Il Liga si racconta: «Se mi dite “fantasista” oggi mi fa piacere»
Ligabue ha ricevuto il premio "Musica e Parole" per i testi delle sue canzoni e per i libri nei quali narra, un po' come Piero Chiara, la vita della provincia con tutte le sue sfumature
Il “Credo di Freccia” sul maxischermo. La musica che sfuma, i fan, con gli occhi lucidi, che intonano in piedi le strofe di “Non è tempo per noi“. Varese aspettava Ligabue e non si è risparmiata nell’accoglierlo con il suo migliore benvenuto.
Lui l’ha ripagata con un’ora di racconto profondo, di sé, della sua storia ma anche del suo rapporto con la scrittura intesa come mestiere, che funziona soltanto se «si ha qualcosa da raccontare». «Ho scritto tante boiate nella mia vita – confessa senza molti giri di parole -. Le mie prime canzoni erano cariche di presunzione e sono contento che nessuno le abbia sentite. È solo con un testo che conteneva un’esperienza che qualcosa è cambiato. Avevo scritto di quello che vivevo e ho capito che lì stava la svolta. Mi sono dato una regola: “Scrivere solo quello che conosci, quello che hai visto, quello che hai vissuto“. Da quel momento in poi l’ho sempre rispettata. Unica eccezione il libro “La neve se ne frega”, che però è ambientato nel 2166». Il futuro appunto, quello che nemmeno il Liga può mettere in musica. Un’incognita nella quale, a dirla con le parole delle sue canzoni, si può solo aspettare con la speranza che “il meglio deve ancora venire”. Sorride Ligabue quando gli chiedono se crede davvero in queste sue parole: «Sarebbe bello se qualcuno ce lo garantisse. Ma del futuro poco sappiamo. Il futuro è solo il pensiero che abbiamo di esso».
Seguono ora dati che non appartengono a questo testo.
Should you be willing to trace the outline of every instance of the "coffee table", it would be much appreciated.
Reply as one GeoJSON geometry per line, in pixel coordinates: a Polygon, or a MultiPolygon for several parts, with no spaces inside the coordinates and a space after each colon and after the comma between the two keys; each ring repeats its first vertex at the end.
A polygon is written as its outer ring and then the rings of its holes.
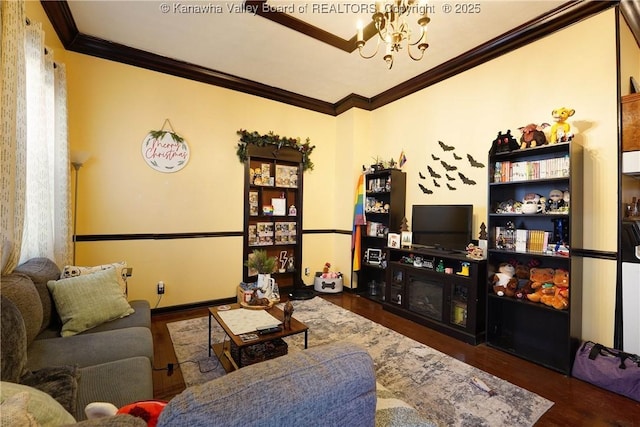
{"type": "MultiPolygon", "coordinates": [[[[211,357],[211,352],[213,351],[213,353],[215,353],[215,355],[218,357],[218,359],[220,360],[220,363],[222,364],[225,371],[227,372],[234,371],[242,367],[242,362],[240,361],[240,363],[236,363],[236,361],[231,356],[232,342],[233,342],[233,345],[235,345],[238,348],[238,351],[242,351],[243,348],[248,346],[266,343],[269,341],[277,340],[279,338],[288,337],[291,335],[296,335],[304,332],[304,348],[305,349],[307,348],[309,328],[307,327],[307,325],[296,320],[293,317],[291,318],[291,327],[289,329],[282,328],[278,332],[265,334],[265,335],[258,335],[258,339],[255,339],[255,340],[243,341],[242,338],[240,338],[240,336],[235,335],[233,332],[231,332],[227,324],[220,317],[218,308],[219,307],[209,308],[209,357],[211,357]],[[228,341],[225,339],[221,343],[212,344],[211,327],[213,325],[213,319],[215,319],[216,322],[218,322],[220,327],[224,330],[224,333],[226,334],[226,336],[229,337],[228,341]]],[[[236,309],[248,310],[248,309],[242,308],[240,304],[230,305],[230,310],[236,310],[236,309]]],[[[228,310],[224,310],[224,311],[228,311],[228,310]]],[[[269,313],[270,315],[278,319],[280,322],[282,322],[284,319],[284,312],[278,307],[274,306],[267,309],[267,313],[269,313]]]]}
Il Liga a Varese è arrivato per ricevere il premio “Musica e Parole” assegnatogli dal Festival del Racconto il collaborazione con il Premio Tenco. Ligabue è stato intervistato dai giornalisti Vittorio Colombo, Enrico De Angelis e Antonio Silva. Gli organizzatori, Bambi Lazzati e Romano Oldrini, gli hanno regalato anche dei libri di Piero Chiara perché lui e lo scrittore di Luino hanno in comune un’evidente abilità nella narrazione della vita della provincia. Da narratore qual è Ligabue ha svelato anche alcuni aspetti più intimi e inattesi della sua vita: come il rapporto con il padre, rivelato nei suoi libri con racconti e poesie ma anche il passaggio che lo ha visto diventare da “outsider” a “star”. «Il primo anno è perfetto e tutto va per il meglio. Poi le cose progressivamente cambiano. Intorno alla fine degli anni Novanta ho vissuto una grossa crisi di indentità. A 35 anni mi sono ritrovato con il successo di Buon compleanno Elvis e subito dopo mi è stato chiesto di fare un film. Anche quello è andato bene mentre il mio rapporto con gli altri si ammalava. Percepivo l’isolamento e anche a Correggio, dove sono di casa, la quotidianità non era più la stessa. E ancora oggi mi capita che mentre parlo con le persone, vedo che non ascoltano me ma l’immagine di me che hanno proiettato nella propria mente». È nata così “Una vita da mediano”, rivela Ligabue ammettendo che forse oggi non la sottoscriverebbe come un tempo. «Da cattocomunista quale sono cresciuto mi sono sempre sentito in dovere di motivare il successo, spiegando che per raggiungerlo mi sono dovuto fare un mazzo tanto. Questo era il concetto di mediano, anche se oggi, se qualcuno mi dà del “fantasista” non mi dispiace».